As I said in my brief, the study we did was the first study to be done in 10 years. It's the only study to actually qualitatively take information from...it was only three campuses, so it's a small start to addressing a much bigger problem, but what we need to do is accurately capture the situation of sexual violence across the country—not just the numbers, but people's experiences with what's happening on their campuses.
Of course, the federal government has a federal funding body, the Social Sciences and Humanities Research Council of Canada. It would be wonderful if one of their areas of concentration was on gender-based violence and special grants were made available to researchers, because there are crucial questions that remain unanswered—for example, the pornography question that was asked earlier.
We didn't have an opportunity to interview university men about their views, but what my colleague has said about boys in high school indicates that we need to know what the mentality is out there, and where they're getting those ideas. You can't get that strictly from surveys. You need to get that from across-the-country research. It takes time to clear ethics boards, but it also takes time to build trust in particular communities.

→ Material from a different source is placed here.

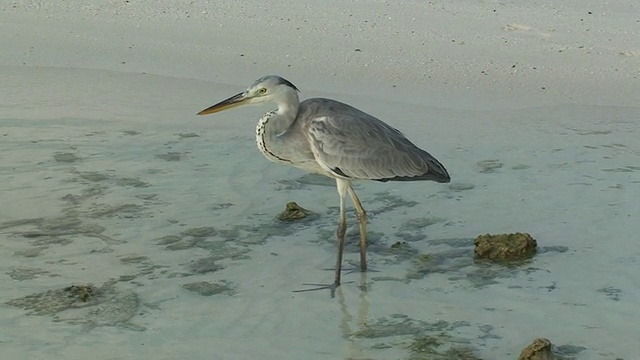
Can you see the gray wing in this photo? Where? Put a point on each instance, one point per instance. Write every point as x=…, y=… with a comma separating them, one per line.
x=352, y=144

The other population that was wildly under-represented in our research was indigenous people, and that's because there's a huge trust-building exercise that needs to go on before you can do research with indigenous populations. We know there's a massive problem with sexual and gender-based violence in indigenous communities and among indigenous peoples and we know it comes from a culture of colonialization and the effects of colonialization, but we don't know how that's manifesting for indigenous students on university campuses. If I were to pick my top area, that would be the one place where I would want to go directly, to find a way to chronicle the experiences and the needs of indigenous students on campus.